8 min readRishi

Tool Use with Claude: Parallel Calls, Retries, and the Patterns That Survive Production

Tool use in the Claude API is one of those features that looks four-lines-of-code simple in the quickstart and turns into a full chapter the moment you take it to production. The basic shape — declare tools, let the model call them, return results — stays the same. What changes is everything around the edges: parallel calls, timeouts, retries, error surfaces, and the specific flavors of tool_choice that matter under load.

This post covers the patterns I have ended up relying on across a handful of production systems.

The Basic Loop (So We Are on the Same Page)

Tool use is a turn-based loop. You send a request with tool definitions. The model responds with either a final text answer or a tool_use block. You execute the tool, send the result back in a tool_result block, and repeat until the model stops asking for tools.

from anthropic import Anthropic

client = Anthropic()

tools = [
    {
        "name": "get_weather",
        "description": "Get current weather for a city.",
        "input_schema": {
            "type": "object",
            "properties": {"city": {"type": "string"}},
            "required": ["city"],
        },
    }
]

messages = [{"role": "user", "content": "What's the weather in Seattle and Vancouver?"}]

while True:
    response = client.messages.create(
        model="claude-sonnet-4-6",
        max_tokens=1024,
        tools=tools,
        messages=messages,
    )

    if response.stop_reason == "end_turn":
        break

    messages.append({"role": "assistant", "content": response.content})

    tool_results = []
    for block in response.content:
        if block.type == "tool_use":
            result = run_tool(block.name, block.input)
            tool_results.append({
                "type": "tool_result",
                "tool_use_id": block.id,
                "content": result,
            })

    messages.append({"role": "user", "content": tool_results})

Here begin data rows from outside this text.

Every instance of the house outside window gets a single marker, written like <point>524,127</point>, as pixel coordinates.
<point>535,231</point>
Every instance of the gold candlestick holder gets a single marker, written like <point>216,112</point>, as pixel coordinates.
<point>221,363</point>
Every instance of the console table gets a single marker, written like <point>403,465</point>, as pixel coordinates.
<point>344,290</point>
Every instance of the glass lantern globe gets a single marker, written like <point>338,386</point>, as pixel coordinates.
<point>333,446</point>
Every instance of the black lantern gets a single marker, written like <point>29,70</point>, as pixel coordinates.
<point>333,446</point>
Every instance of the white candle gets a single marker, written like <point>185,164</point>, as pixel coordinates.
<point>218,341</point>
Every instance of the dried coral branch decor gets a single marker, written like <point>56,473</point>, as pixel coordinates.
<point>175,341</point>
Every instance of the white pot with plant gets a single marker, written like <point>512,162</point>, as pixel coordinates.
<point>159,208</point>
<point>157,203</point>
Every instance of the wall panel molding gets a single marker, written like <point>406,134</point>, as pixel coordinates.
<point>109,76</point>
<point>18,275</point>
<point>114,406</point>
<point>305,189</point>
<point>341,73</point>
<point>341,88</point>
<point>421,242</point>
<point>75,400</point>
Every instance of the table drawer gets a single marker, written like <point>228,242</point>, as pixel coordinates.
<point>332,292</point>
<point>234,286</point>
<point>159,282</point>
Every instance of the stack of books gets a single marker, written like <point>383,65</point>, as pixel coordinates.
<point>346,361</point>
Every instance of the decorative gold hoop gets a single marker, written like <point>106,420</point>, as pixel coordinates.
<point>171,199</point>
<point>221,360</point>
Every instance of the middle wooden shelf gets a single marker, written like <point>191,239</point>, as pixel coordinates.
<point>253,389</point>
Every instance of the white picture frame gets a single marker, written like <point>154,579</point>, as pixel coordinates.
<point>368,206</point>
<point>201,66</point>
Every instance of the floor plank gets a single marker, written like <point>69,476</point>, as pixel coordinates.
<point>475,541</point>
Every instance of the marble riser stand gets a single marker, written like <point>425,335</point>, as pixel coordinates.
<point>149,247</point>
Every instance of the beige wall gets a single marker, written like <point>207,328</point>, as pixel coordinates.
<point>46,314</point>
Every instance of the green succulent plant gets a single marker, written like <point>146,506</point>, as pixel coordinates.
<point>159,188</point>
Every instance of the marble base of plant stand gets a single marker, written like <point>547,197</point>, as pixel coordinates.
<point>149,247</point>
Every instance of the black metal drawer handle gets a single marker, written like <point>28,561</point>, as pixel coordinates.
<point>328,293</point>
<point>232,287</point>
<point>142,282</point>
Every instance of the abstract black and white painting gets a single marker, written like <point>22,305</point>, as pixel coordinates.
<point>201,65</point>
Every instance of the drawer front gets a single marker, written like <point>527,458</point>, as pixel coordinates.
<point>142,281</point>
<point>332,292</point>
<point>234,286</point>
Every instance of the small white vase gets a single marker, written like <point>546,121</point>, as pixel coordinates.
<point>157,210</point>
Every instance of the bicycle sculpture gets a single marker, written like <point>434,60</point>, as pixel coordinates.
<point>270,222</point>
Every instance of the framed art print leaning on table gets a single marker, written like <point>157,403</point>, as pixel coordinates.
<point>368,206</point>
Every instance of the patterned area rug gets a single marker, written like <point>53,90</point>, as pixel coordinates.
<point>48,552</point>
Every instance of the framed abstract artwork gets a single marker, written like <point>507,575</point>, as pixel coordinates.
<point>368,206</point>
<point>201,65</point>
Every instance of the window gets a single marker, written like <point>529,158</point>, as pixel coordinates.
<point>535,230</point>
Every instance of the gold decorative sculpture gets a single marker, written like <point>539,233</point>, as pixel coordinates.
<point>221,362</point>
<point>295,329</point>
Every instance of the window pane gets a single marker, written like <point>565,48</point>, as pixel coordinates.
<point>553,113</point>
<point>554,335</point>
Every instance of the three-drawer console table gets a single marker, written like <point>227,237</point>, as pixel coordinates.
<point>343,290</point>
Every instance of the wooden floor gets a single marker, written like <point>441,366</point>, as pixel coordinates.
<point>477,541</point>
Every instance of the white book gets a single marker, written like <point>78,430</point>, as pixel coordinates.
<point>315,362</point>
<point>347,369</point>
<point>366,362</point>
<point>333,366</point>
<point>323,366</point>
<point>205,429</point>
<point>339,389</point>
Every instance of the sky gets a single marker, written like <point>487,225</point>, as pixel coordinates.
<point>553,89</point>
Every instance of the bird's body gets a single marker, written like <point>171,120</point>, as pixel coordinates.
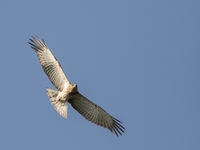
<point>68,93</point>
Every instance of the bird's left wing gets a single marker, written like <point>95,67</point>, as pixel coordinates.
<point>49,63</point>
<point>95,114</point>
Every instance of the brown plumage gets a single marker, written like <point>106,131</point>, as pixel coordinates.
<point>68,93</point>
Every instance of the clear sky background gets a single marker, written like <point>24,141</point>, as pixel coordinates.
<point>138,59</point>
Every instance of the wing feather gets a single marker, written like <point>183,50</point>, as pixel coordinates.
<point>96,114</point>
<point>49,63</point>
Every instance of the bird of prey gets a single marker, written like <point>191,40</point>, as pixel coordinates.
<point>68,93</point>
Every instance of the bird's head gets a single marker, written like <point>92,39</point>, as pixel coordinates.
<point>74,88</point>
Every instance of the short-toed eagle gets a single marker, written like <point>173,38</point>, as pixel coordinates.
<point>68,93</point>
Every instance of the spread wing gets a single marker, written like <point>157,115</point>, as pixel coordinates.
<point>49,63</point>
<point>95,114</point>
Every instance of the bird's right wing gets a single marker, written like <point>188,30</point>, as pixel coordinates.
<point>95,114</point>
<point>50,65</point>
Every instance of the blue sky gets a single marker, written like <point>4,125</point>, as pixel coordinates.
<point>139,60</point>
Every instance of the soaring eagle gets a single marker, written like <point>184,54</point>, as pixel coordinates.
<point>68,93</point>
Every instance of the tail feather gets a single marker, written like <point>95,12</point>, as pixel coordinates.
<point>59,106</point>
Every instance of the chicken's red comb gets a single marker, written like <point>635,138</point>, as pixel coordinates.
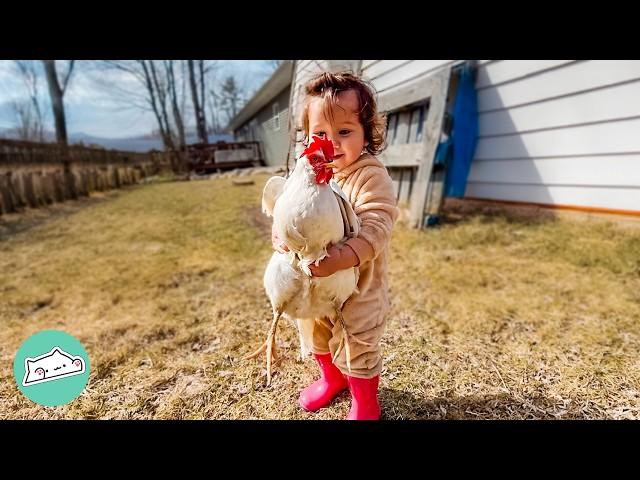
<point>320,144</point>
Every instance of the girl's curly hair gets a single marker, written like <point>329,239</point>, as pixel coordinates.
<point>327,86</point>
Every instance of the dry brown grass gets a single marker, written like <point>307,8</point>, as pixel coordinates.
<point>492,317</point>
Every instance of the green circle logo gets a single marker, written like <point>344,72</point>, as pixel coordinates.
<point>51,368</point>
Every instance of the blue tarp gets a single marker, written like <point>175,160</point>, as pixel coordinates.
<point>464,136</point>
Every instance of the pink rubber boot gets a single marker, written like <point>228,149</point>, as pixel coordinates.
<point>321,392</point>
<point>364,394</point>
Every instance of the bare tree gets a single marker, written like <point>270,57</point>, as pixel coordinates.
<point>196,81</point>
<point>158,87</point>
<point>57,90</point>
<point>177,114</point>
<point>231,97</point>
<point>30,113</point>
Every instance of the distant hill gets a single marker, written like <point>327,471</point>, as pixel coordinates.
<point>130,144</point>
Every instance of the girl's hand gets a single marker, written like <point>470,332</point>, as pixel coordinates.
<point>278,245</point>
<point>337,259</point>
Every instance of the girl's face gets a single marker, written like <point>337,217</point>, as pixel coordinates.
<point>346,133</point>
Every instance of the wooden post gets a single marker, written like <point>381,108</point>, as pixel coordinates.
<point>433,126</point>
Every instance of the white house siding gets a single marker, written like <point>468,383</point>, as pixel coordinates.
<point>274,141</point>
<point>559,132</point>
<point>388,77</point>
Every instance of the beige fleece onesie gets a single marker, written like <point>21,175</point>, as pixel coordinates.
<point>370,190</point>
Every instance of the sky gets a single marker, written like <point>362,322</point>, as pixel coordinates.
<point>93,107</point>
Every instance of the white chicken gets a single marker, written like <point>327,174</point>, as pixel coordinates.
<point>310,212</point>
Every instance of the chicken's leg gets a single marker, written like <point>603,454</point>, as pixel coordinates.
<point>344,341</point>
<point>269,345</point>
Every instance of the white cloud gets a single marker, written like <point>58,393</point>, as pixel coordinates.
<point>93,106</point>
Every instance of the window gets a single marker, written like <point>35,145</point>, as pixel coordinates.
<point>415,125</point>
<point>392,129</point>
<point>406,125</point>
<point>276,116</point>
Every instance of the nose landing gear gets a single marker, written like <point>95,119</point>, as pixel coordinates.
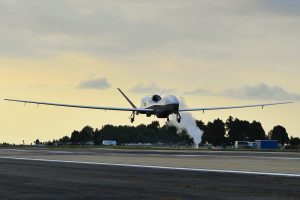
<point>132,117</point>
<point>178,118</point>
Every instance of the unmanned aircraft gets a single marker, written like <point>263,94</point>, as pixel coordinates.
<point>155,105</point>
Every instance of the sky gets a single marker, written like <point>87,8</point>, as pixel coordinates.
<point>211,53</point>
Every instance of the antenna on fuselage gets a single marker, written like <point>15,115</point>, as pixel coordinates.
<point>162,92</point>
<point>129,101</point>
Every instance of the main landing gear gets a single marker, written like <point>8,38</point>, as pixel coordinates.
<point>178,118</point>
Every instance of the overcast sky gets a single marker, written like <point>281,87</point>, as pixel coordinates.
<point>212,53</point>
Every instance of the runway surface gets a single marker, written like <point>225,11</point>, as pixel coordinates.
<point>137,174</point>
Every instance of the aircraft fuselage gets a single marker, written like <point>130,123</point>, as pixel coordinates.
<point>162,107</point>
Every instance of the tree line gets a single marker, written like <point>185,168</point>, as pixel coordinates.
<point>217,133</point>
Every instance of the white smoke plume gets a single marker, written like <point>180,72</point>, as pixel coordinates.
<point>188,123</point>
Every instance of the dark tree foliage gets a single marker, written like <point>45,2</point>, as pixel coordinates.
<point>75,137</point>
<point>255,131</point>
<point>86,134</point>
<point>295,141</point>
<point>236,129</point>
<point>151,133</point>
<point>279,133</point>
<point>63,141</point>
<point>215,133</point>
<point>201,125</point>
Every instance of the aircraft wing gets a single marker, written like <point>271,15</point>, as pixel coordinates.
<point>232,107</point>
<point>80,106</point>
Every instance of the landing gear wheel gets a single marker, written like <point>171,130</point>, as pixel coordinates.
<point>132,117</point>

Everything else in this post is a refinement on that loop.

Parallel Tool Calls Are the Default

When the user asks "What's the weather in Seattle and Vancouver?", the model emits two tool_use blocks in a single response — not two sequential turns. This is parallel tool use, and it is on by default. Your job is to honor it.

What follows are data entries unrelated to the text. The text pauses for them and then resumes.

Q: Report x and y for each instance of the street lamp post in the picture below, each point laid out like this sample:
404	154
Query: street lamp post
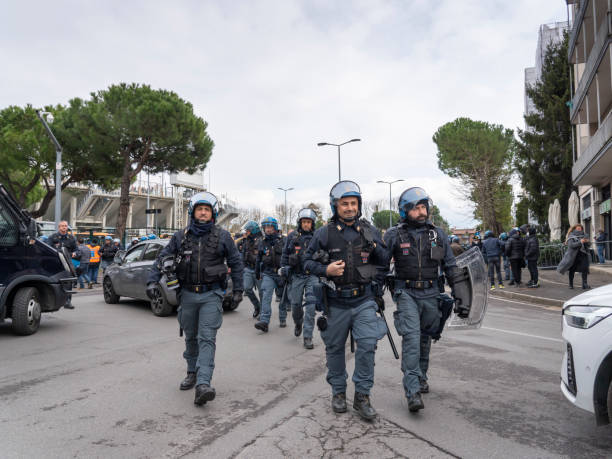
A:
58	164
286	212
390	211
320	144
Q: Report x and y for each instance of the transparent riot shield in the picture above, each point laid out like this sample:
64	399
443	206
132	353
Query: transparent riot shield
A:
472	263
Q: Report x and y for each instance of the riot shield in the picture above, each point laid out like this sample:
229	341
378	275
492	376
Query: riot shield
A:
475	269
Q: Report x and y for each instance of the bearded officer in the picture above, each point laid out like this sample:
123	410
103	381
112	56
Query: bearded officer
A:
301	282
347	251
200	252
419	250
248	246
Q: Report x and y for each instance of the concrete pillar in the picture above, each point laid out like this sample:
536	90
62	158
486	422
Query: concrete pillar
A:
73	207
128	222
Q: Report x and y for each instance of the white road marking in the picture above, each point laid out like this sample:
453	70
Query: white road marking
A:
523	334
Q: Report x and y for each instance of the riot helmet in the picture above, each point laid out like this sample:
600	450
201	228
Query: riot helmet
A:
204	198
252	227
269	221
344	189
411	198
306	213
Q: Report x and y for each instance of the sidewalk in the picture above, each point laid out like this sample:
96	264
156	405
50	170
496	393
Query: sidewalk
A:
554	288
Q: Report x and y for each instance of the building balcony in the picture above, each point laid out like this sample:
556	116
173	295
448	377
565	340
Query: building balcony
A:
595	58
594	165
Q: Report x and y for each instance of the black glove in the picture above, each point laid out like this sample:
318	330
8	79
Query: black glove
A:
236	297
151	290
380	302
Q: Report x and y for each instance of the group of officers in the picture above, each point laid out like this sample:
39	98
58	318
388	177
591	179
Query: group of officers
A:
341	270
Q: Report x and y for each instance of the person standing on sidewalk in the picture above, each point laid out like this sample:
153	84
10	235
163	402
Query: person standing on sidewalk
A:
491	252
83	253
576	259
515	250
532	254
107	253
599	242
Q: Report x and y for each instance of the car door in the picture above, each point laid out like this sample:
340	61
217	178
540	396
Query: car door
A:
142	268
125	283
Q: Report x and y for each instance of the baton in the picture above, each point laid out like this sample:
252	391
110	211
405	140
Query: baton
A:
393	348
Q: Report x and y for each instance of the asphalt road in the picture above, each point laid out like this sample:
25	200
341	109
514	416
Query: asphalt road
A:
102	381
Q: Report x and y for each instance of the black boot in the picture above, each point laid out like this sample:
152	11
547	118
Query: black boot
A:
339	403
262	326
204	393
361	404
415	403
189	381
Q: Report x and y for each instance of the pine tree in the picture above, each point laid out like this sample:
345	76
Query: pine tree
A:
544	154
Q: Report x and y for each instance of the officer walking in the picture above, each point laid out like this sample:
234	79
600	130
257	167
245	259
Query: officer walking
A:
419	249
62	238
200	252
491	252
266	269
349	252
301	282
248	246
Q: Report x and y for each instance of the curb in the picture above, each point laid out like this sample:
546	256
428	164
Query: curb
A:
539	300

The naive implementation runs them sequentially:

# Works, but serializes requests the model expected to be parallel
for block in response.content:
    if block.type == "tool_use":
        result = run_tool(block.name, block.input)
        tool_results.append({...})

The latency-optimized version runs them concurrently:

import asyncio

async def run_block(block):
    result = await run_tool_async(block.name, block.input)
    return {
        "type": "tool_result",
        "tool_use_id": block.id,
        "content": result,
    }

tool_calls = [b for b in response.content if b.type == "tool_use"]
tool_results = await asyncio.gather(*(run_block(b) for b in tool_calls))

For two weather calls the difference is small. For five document lookups at 800ms each, it is the difference between a 4-second and a 1-second turn. Always parallelize.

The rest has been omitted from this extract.